Tuesday, 28 August 2012

Trains, Trains, Trains and more Trains

Trains are big business in our house. E pretty much woke up one morning and decided that trains were the center of his universe and there was no going back. I've embraced it for the most part and the result is a bumper selection of train books on his shelf. Here is a round up of four of our favorites (scroll down to see each title):

Trains by Byron Barton
This little board book is the ultimate starter train book and perhaps the very source of E's devotion to the rails.  The drawings are modern, simple and clear and the text is very short and precise.  'On the track' is the opening line and that's all it takes for E to be instantly hooked.  He's been looking at it since he was about 12 months old and still finds it interesting over a year later. Barton highlights a variety of trains doing all the wonderful things that trains do - going in and out of tunnels, stopping at stations, driving at night and ultimately speeding away.

The Little Red Caboose
The is one of my very favorite vintage children's books (first published in 1953). It tells the story of the little red caboose at the back of train who saves the day by keeping the giant steam train from sliding backwards down the mountain. Up until this point the caboose has spent its days unnoticed while the children lavish their attention on all the larger (read more important) cars at the front of the train.  Much like the story of Rudolph the Red Nosed Reindeer, the caboose finds itself an instant hero and proves to everyone that it's deserving of their attention despite its size and despite coming last. We spend a lot of time talking about the 'boose' at our house and I still hold out hope that in time we can discuss the moral of the story. 

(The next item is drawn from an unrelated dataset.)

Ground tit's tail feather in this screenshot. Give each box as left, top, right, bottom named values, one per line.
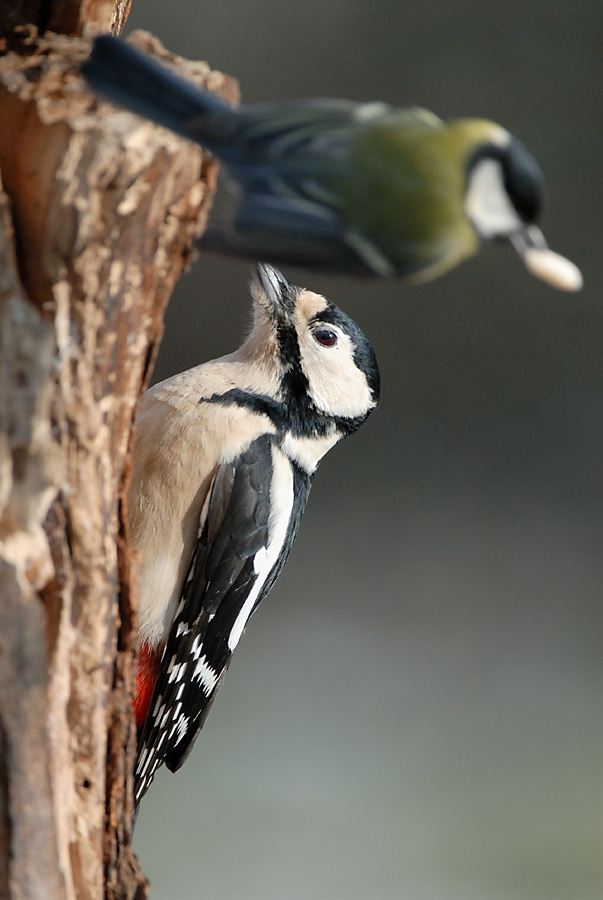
left=81, top=35, right=235, bottom=144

The Little Engine That Could
This is another classic train book that is a must for your little reader - train lover or not. It again tells the triumphant story of the underdog saving the day. A train full of toys and candy is stranded on the track and trying desperately to reach the anxious children on the other side of the mountain.  Various engines pass by but they're either too important, too busy or too feeble to help.  Finally a little blue engine appears and agrees to give it a try.  She's the most unlikely candidate to pull this big train but by believing in herself and repeating that legendary mantra, 'I think I can, I think I can', she manages the unthinkable and pulls the train safely over the mountain.

Riding the Rails from A to Z
This is a beautiful title from Chronicle Books and I was pleasantly surprised that E choose it. It's an ABC book that uses a combination of bright illustrations and archive photographs to teach the alphabet through train lingo and vocabulary.  A is for all aboard, E is for Engineer, U is for underground and so on. I've found it to be a great book for keeping the train obsession fed and E's interest piqued, while also challenging him to engage with different types of pictures and to learn new words and phrases. It's not a story book but it still manages get him talking and I've learned a few new facts as well.

Please leave me a comment if you have favorite train books to recommend!


  1. The Little Red Caboose reminded me of this article http://www.journaltimes.com/news/local/local-man-leads-library-s-little-golden-books-hunt/article_31c163dc-eab8-11e1-a2e9-0019bb2963f4.html - a library trying to collect all the Little Golden Books.

    As to train books, for the youngest of readers/listeners Freight Train by Donald Crews is stylish http://www.amazon.co.uk/Freight-Train-Donald-Crews/dp/1907912045/ref=sr_1_1?ie=UTF8&qid=1346221193&sr=8-1

  2. Thanks for the article - I'm glad to know that the Little Golden Books will be properly archived in their entirety somewhere in the world! Freight Train is now on my 'official' train book list.